I believe the people behind this film have an exceedingly shaky grasp of British-Chinese trade relations in the 19th century.

It pains me to say bad things about a Tim Burton film, but I really, really hated the heavy-handed "and then the heroine learns to stand up for herself and Become A Man^WWoman" bookending for that.

Also, the 3D was woeful.

The 3D was awful, mainly because the movie wasn't meant to be 3D in the first place, it was added on post production. At least that's what I heard. Like the Clash of the Titan's remake.

I've heard suggestions the industry may be starting to realise that cheap-and-nasty post-production "3D" is in danger of giving the technology a bad name. I certainly hope they're learning that lesson.

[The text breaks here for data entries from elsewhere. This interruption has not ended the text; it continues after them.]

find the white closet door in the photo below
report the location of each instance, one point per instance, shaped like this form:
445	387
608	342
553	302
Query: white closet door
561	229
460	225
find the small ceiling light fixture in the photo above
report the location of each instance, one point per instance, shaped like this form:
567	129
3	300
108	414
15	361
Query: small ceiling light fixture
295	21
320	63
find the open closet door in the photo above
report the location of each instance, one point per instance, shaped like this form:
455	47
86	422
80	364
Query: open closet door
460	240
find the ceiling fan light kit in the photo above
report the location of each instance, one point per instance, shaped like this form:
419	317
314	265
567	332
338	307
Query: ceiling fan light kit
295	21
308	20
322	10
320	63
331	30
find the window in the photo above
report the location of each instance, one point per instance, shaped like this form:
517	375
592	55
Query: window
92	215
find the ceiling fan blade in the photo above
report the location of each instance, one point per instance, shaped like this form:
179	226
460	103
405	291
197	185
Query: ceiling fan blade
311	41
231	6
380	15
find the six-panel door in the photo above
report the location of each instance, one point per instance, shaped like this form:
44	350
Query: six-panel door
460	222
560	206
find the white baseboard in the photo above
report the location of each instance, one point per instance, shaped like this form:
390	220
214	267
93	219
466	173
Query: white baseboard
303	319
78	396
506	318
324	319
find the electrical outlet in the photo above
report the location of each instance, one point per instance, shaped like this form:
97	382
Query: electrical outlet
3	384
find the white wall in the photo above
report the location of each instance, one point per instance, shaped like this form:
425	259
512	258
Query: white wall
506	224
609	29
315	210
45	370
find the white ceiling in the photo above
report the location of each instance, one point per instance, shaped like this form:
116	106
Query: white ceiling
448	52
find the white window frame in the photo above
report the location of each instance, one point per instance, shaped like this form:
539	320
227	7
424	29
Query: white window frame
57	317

That wasn't even the biggest problem with "Alice in Wonderland". The biggest problem was that it was a movie with a coherent plot, an easily-identifiable hero and an easily-identifiable villain. For any other story that would be perfectly okay, but for Alice in Wonderland? That's an unforgivable blunder.

The Alice universe is entirely dream-based, so it's more-or-less required to be entirely non-sequiturs with people doing more-or-less senseless things that add up to a plot merely by a sort of escalation. The fact that everything in Tim Burton's movie happened as a direct consequence of something that happened beforehand made it a failure as an adapation--or even a derived work--of the original Alice stories.

Also, I definitely agree with you that the 3D sucked.

The odd thing is, as far as I can tell, that seems to have been Burton's purpose in making the movie. He disliked Alice because it had no plot, so he gave it one.

It's a lot like the join-everything-into-one-shared-world impulse in elderly science-fiction writers.

I will forgive a lot of adaptation if the end result is, in itself, a good story. I thought both 'Where The Wild Things Are' and 'Talented Mr. Ripley' were good movies, even though they were a long way from their parents in mood. I felt some of the changes to LotR improved on Tolkien's story, and others were appropriate for turning a book into a film (others, I could have done without).

So I wouldn't have minded that Burton turned Alice into Hero's Journey, except that it was a bad hero's journey (albeit with some lovely visual design).

with people doing more-or-less senseless things

Not entirely senseless; an awful lot of it is metaphor for various philosophical arguments, but I never expected that part of it to survive adaptation.